Irvine’s men have now found form after a sluggish start, posting recent Premier League wins over Tottenham Hotspur and Burnley before a narrow 2-1 defeat at Liverpool. “A lot of players arrived in the last days of the transfer market and not everybody was fit,” says Pocognoli. “We should have left Liverpool with a point and I hope we play against Manchester United like we have done in the last few games.”

Outside of the Hawthorns, there was a widely held view that Albion would struggle after last term’s rather chaotic survival scrap under Pepe Mel and the summer appointment of Irvine, a fine coach but untried as a Premier League manager. Yet Pocognoli’s impressions are positive. “Mr Irvine is a gentleman. When there is pressure he stays calm and doesn’t put pressure on the players and the training sessions are very good.”

He had already heard plenty about this “family club” from Albion old boy Romelu Lukaku – “he gave me a very good picture” – but admits that playing with England Under-21 striker Saido Berahino, Albion’s leading scorer with five goals, has proved a revelation. “I didn’t know him when I came here because he is a young player, but he is one of the biggest talents I have ever seen. He is hungry to learn every day.”

Pocognoli himself is an attacking full-back who likes to “get crosses in and play on the attack”, though he will be grateful this evening for the support of Chris Brunt, his partner down the left. “He is a very smart player and for me it is easy to play with him,” says Pocognoli, who against United’s star-studded attack will also want to keep in mind one specific lesson learned from his days working with Van Gaal as a young player at AZ.
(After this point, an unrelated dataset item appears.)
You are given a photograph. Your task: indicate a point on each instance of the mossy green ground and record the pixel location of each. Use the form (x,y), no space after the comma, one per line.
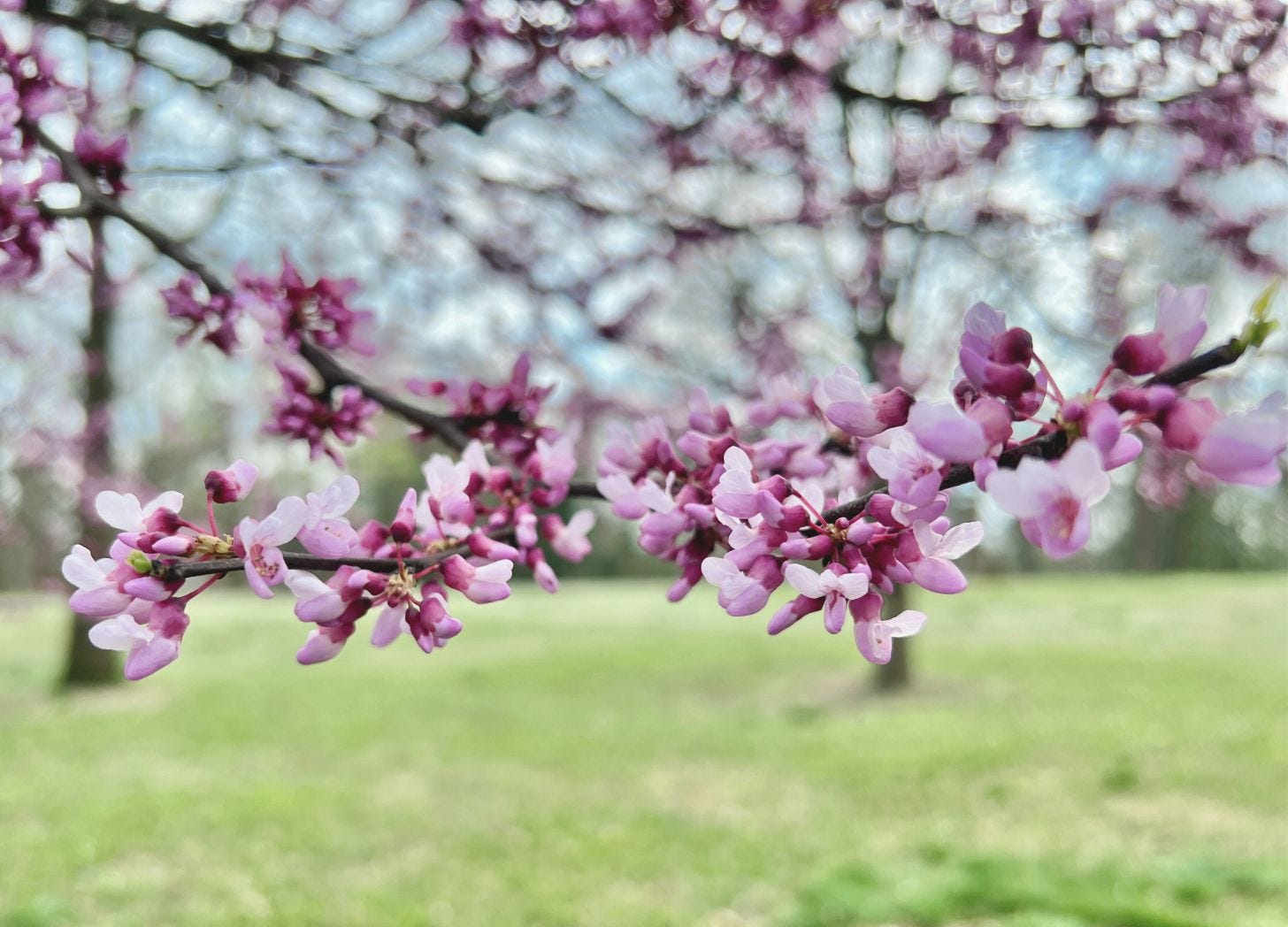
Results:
(1077,751)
The Liege-born Pocognoli was 20 when he left Racing Genk to begin a two-year learning curve under Van Gaal – which ended with AZ’s Eredivisie title triumph in May 2009. His biggest lesson concerned a particular Dutch word, “uitstraling”, meaning charisma and self-confidence. “It is the attitude you show on the pitch,” he reveals. “For me it was important to improve my body language.
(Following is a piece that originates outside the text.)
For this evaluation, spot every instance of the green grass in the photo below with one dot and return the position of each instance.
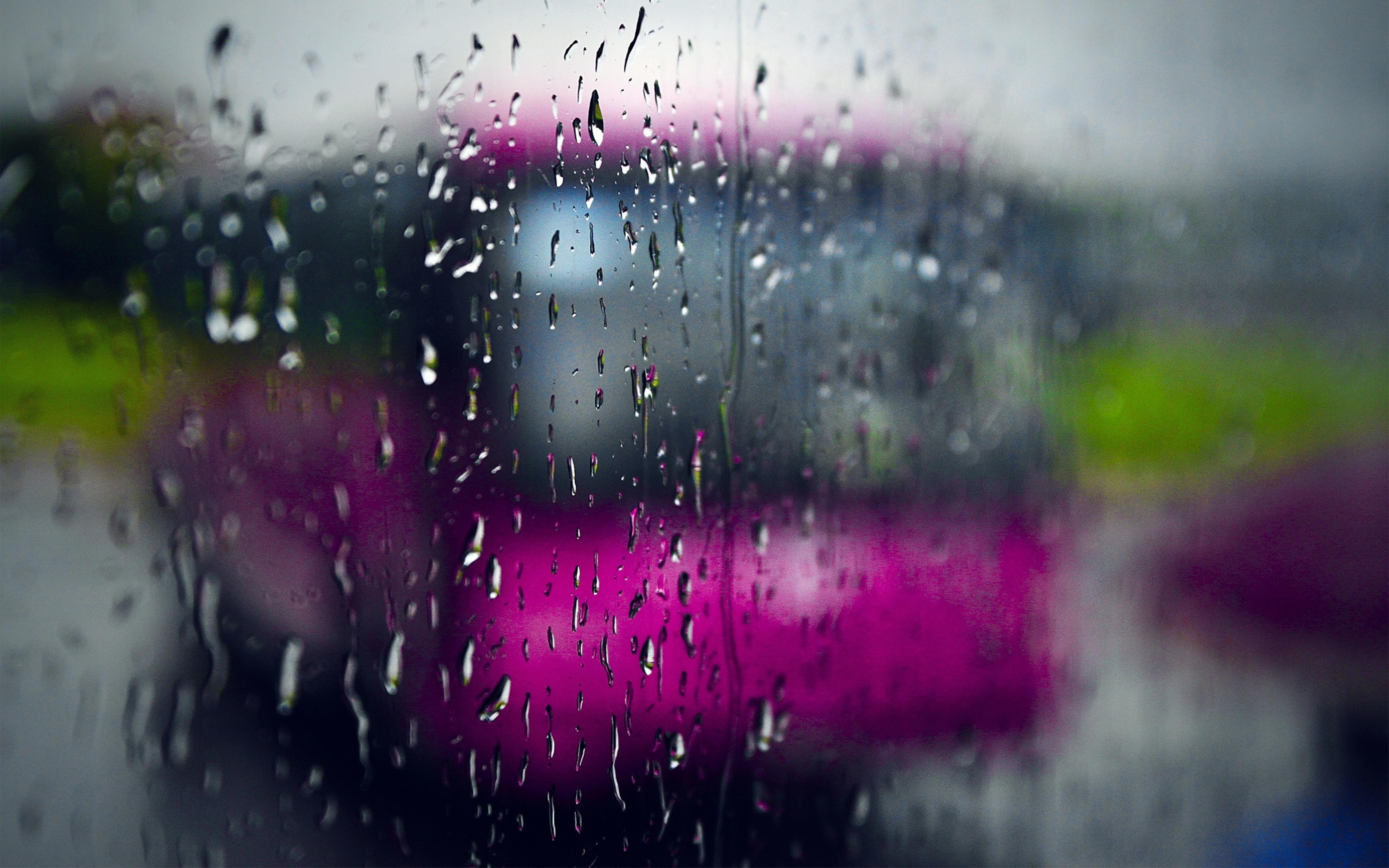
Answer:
(1194, 403)
(73, 369)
“He is very unique, Van Gaal. For me he was very important because I was young. He just finished my formation as a footballer. Defensively I was not so strong and I learned a lot about this and tactics and also about personality, because he likes players with personality.”
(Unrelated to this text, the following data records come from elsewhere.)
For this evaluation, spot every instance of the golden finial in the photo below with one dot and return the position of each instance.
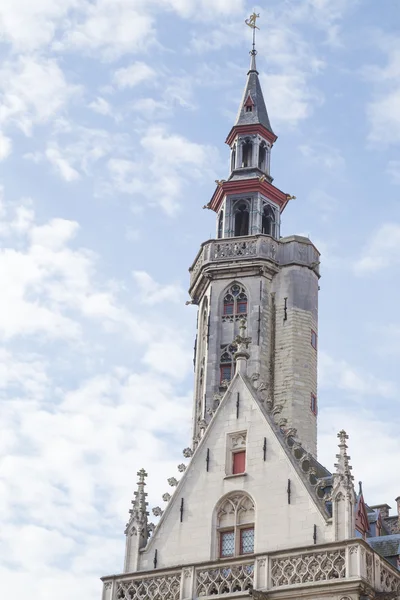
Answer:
(252, 20)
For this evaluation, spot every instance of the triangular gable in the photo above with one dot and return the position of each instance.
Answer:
(284, 440)
(361, 520)
(249, 101)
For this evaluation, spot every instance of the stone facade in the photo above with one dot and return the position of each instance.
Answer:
(280, 279)
(252, 512)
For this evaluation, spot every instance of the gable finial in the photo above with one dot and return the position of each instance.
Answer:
(252, 22)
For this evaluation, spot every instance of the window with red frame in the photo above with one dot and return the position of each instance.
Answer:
(238, 462)
(313, 339)
(247, 541)
(226, 372)
(227, 543)
(314, 404)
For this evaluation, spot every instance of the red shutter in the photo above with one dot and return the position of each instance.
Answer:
(239, 462)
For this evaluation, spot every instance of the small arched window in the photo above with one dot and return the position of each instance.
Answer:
(262, 157)
(220, 224)
(235, 525)
(233, 159)
(235, 302)
(268, 221)
(247, 154)
(242, 218)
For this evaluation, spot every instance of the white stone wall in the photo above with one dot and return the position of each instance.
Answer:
(278, 525)
(295, 369)
(280, 353)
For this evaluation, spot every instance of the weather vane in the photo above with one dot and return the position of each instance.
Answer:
(252, 22)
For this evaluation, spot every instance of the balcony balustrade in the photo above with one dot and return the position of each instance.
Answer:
(351, 562)
(286, 251)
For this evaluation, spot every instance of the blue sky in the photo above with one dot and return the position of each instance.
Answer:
(113, 116)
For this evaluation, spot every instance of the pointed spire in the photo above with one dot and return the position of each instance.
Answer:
(343, 467)
(258, 114)
(139, 511)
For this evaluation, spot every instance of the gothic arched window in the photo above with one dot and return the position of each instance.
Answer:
(262, 157)
(235, 525)
(220, 224)
(247, 154)
(268, 221)
(235, 301)
(242, 218)
(233, 159)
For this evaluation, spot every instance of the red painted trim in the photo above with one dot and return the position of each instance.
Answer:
(224, 366)
(241, 539)
(239, 462)
(220, 543)
(250, 129)
(245, 186)
(314, 409)
(316, 339)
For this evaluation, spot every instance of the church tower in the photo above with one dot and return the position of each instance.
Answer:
(249, 271)
(250, 511)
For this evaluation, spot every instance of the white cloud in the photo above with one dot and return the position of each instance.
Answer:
(66, 171)
(341, 375)
(383, 112)
(323, 155)
(393, 170)
(128, 77)
(169, 161)
(29, 25)
(375, 469)
(112, 27)
(32, 91)
(101, 106)
(5, 146)
(151, 292)
(289, 97)
(382, 251)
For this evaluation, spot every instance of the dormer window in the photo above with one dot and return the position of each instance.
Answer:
(247, 154)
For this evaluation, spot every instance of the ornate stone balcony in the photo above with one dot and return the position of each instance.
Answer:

No Dutch team outside the traditional big three of Ajax, Feyenoord and PSV Eindhoven had won the title in 28 years before Van Gaal’s AZ achieved the feat, with the backing of Dirk Scheringa, owner of DSB Bank. “He had a lot of money [and built a] new stadium, new training complex,” Pocognoli remembers. “They bought a lot of young players which was good for the philosophy because Van Gaal liked to work with young players.”

AZ actually finished 11th in Pocognoli’s first season after which he and his team-mates had to persuade Van Gaal to stay on an extra year. They then began the 2008-09 campaign with two defeats but subsequently went 28 games unbeaten on their way to the title.

“With Van Gaal you have to be patient with the system he wants the players to learn,” he continues. “We had a lot of new players and the philosophy was very difficult to learn. He expects a lot and all the time in training [he is] in your face. Sometimes you think ‘OK, I will show him’, sometimes ‘Oh, he doesn’t like me’. But it’s not that – he is trying to push you and if you understand that, it’s no problem. In the second year we were more mature. We’d learned a lot from the previous year and we were ready.”

He expects the same to happen with United. “It will take time, yes, because it is very hard for the players to learn that,” he says. “If he receives the time I am sure he will get great results.” But not, he hopes, at the Hawthorns tonight.